Le représentant de l’administration, entendu en ses observations : les autorités consulaires pakistanaises exigent en plus du passeport un laisser-passez avec une demande de reconnaissance. IL faut les empreintes de l’intéressé, ce que Monsieur a toujours refusé de donner. Il a fallu saisir le Procureur de la République du TJ de Lille pour que Monsieur soit placé en GARDE-À-VUE le 26/12.

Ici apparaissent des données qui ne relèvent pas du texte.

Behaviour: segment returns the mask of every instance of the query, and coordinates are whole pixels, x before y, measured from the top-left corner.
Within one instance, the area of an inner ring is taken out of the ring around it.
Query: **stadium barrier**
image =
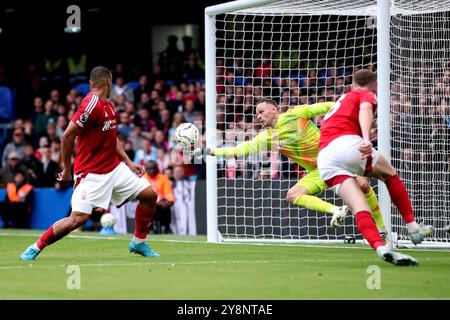
[[[52,223],[66,217],[70,210],[73,189],[35,188],[30,228],[45,230]],[[6,189],[0,189],[0,202],[5,201]],[[0,227],[3,225],[0,219]]]
[[[57,191],[54,188],[35,188],[34,204],[31,213],[30,228],[46,230],[52,223],[69,215],[72,188]],[[197,234],[206,234],[206,181],[198,180],[195,190],[195,211]],[[6,189],[0,189],[0,202],[5,201]],[[90,222],[90,220],[89,220]],[[88,226],[87,222],[85,226]],[[0,228],[3,223],[0,219]],[[132,225],[132,230],[134,224]]]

On a la preuve qu’un laissez-passer sera délivré à bref délai dans ce dossier par 3 arguments : dossier extrêmement suivi avec des relances régulières (on a saisi le Ministère de l’intérieur, le procureur de la République) ; 10/01 : preuve que le dossier est en cours d’instruction par les autorités consulaires. On a un passeport valide qui rend certaine la délivrance de ce laisser-passez. Même avec une photocopie, la nationalité est acquise (RG 24/00210 - TJ PARIS).
L’avocat soulève les moyens suivants :
- il est au CRA depuis 60 jours ; aujourd’hui, c’est une demande à titre exceptionnel or pas de perspective d’éloignement à bref délai car le 26/12 il a accepté un relevé d’empreintes, le même jour on nous dit que le dossier complet a été envoyé au Pakistan. La demande de laissez-passer date du 17/11, le 26/12 on renvoie tous les éléments aux autorités pakistanaises. Le vol du 07/01 a été annulé. On est en attente d’un deuxième routing.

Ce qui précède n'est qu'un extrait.